Seeking a New Paradigm in AI Benchmarking
AI development holds a potential solution to some of the world’s most pressing challenges and could help create a better future for all. To build AI models and tackle these challenges, we need cutting-edge infrastructure, and networking is a significant component of this infrastructure. This important work includes optimizing these extensive networks that enable AI/ML computations, moving the technology forward for everyone. Performance, deployment and operational complexities all present challenges for managing network solutions as scale grows.
Benchmarking, for example, not only improves current AI systems but aids in planning future networks. A new benchmarking system we’ve developed at Meta can play an important role in this, and we believe it’s another opportunity to enlist the global community of AI technologists in furthering the enhancement of AI efficiency analysis and benchmarking tools.

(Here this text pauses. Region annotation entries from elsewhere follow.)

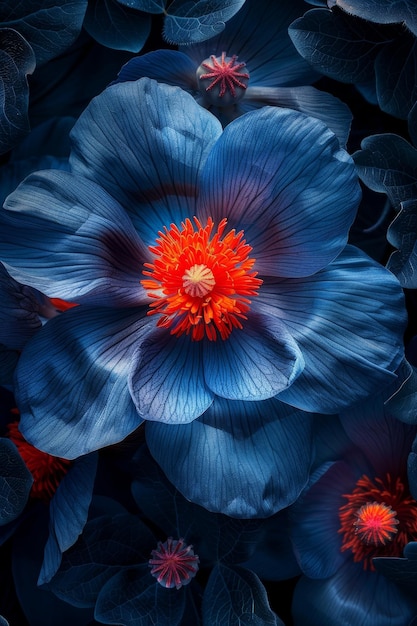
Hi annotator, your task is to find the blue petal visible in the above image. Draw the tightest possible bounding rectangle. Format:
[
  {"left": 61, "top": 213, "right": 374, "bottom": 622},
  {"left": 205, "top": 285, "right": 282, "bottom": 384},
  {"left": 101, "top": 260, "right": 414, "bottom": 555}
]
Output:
[
  {"left": 240, "top": 86, "right": 352, "bottom": 147},
  {"left": 70, "top": 78, "right": 221, "bottom": 245},
  {"left": 129, "top": 328, "right": 214, "bottom": 424},
  {"left": 288, "top": 461, "right": 357, "bottom": 578},
  {"left": 184, "top": 0, "right": 319, "bottom": 87},
  {"left": 0, "top": 170, "right": 149, "bottom": 306},
  {"left": 293, "top": 562, "right": 417, "bottom": 626},
  {"left": 203, "top": 305, "right": 304, "bottom": 400},
  {"left": 197, "top": 107, "right": 360, "bottom": 277},
  {"left": 16, "top": 307, "right": 150, "bottom": 458},
  {"left": 0, "top": 263, "right": 42, "bottom": 350},
  {"left": 38, "top": 453, "right": 97, "bottom": 585},
  {"left": 146, "top": 398, "right": 312, "bottom": 518},
  {"left": 257, "top": 246, "right": 406, "bottom": 413},
  {"left": 114, "top": 50, "right": 198, "bottom": 93}
]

As part of benchmarking, execution traces provide additional important functions including visualization and performance optimization. At Meta, our new Chakra execution trace is a graph-based representation of AI/ML workloads that aims to unify diverse execution trace schemas. In addition to capturing core operations such as communication, memory and compute, it can capture metadata, dependencies and timing.
We believe that encouraging and seeking industrywide adoption can enhance AI efficiency analysis tools and enable holistic performance benchmarking. As part of a collaboration with open engineering consortium MLCommons, Meta has open sourced a toolkit for a wide array of simulators, emulators and replay tools enabling the collection, analysis, generation and adoption of Chakra execution traces.
Expanding Beyond the Limits of Traditional Benchmarking
For the most part, benchmarking AI systems has meant running full machine learning workloads. MLCommon’s MLPerf and other established benchmarking approaches can provide useful insights, for example, into the performance and behavior of both AI workloads and systems. MLPerf has emerged as a leading benchmark for AI applications on various accelerators including GPUs ( graphics processing units), ASICs (application-specific integrated circuits) and other chips.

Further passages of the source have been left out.